Variable costs go up and down according to the volume of work. Other costs tend to remain the same whether a factory is busy or idle. Manufacturing has become more mechanized and automated. As a result, fixed costs have become more important in management.
Fixed costs include factories, equipment, and maintenance. They also include overhead costs like quality control, storage, plant supervision and engineering. These costs were not part of businesses in the early days of industrialization. With the growth of industrial scale enterprises like railroads, fixed costs became important. You can’t move freight on a railroad without first putting down tracks and buying locomotives. These are fixed costs.
Not understanding how to allocate fixed costs to products initially lead to poor decision making. Today we know that understanding fixed costs is crucial to making informed decisions about products and pricing.
Direct costs such as labor and raw materials are variable costs. Total variable costs increase as more units are manufactured. For example, every pizza made in a pizzeria uses a certain amount of dough. That dough, the raw material, is a variable cost.

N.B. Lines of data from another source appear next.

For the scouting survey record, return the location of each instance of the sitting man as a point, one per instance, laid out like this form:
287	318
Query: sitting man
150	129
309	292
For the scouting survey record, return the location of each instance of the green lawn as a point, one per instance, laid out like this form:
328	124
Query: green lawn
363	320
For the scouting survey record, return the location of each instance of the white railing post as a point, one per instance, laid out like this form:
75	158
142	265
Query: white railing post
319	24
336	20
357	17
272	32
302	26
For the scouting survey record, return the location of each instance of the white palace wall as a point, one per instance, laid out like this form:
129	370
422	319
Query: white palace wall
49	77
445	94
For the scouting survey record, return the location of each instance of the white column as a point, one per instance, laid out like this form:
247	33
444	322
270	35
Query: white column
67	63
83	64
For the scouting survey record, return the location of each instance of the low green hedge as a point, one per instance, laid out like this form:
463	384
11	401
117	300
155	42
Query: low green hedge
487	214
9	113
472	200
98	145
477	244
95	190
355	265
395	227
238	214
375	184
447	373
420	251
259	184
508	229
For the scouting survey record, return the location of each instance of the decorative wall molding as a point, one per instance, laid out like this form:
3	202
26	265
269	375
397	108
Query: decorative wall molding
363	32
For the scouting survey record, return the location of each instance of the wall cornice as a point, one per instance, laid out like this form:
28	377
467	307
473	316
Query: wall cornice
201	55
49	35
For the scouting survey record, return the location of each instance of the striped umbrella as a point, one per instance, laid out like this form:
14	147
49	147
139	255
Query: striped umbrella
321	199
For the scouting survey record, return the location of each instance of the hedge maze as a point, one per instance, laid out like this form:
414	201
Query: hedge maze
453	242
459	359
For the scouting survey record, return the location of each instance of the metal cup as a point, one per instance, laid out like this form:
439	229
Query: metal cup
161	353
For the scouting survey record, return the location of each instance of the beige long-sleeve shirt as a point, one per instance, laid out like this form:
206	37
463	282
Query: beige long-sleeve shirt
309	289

Direct costs can be variable or fixed. A supervisor is a direct cost. Her salary is the same each week no matter how many products are manufactured. Her salary is a fixed cost. By contrast, raw materials are a direct cost, and a variable cost. The amount of supplies used increases as the volume or activity increases. Got it?
Fuel used operating a machine is an indirect cost. The cost of the fuel is variable because more is used when the machine runs longer and more products are made. Depreciation is also an indirect cost. It is a fixed cost since the machine’s depreciation expense is the same each year and not tied to its amount of use.
Costs are categorized as direct or indirect. The cost is fixed if the total amount of the cost does not change as production volume changes. If the cost changes as a function of activity or volume, it is a variable cost.
Classifying costs in these ways help managers understand the dynamics of their operations. It helps them use data about the past, in the present, to make better decisions about the future. A deep understanding of costs and their dynamics is a competitive advantage.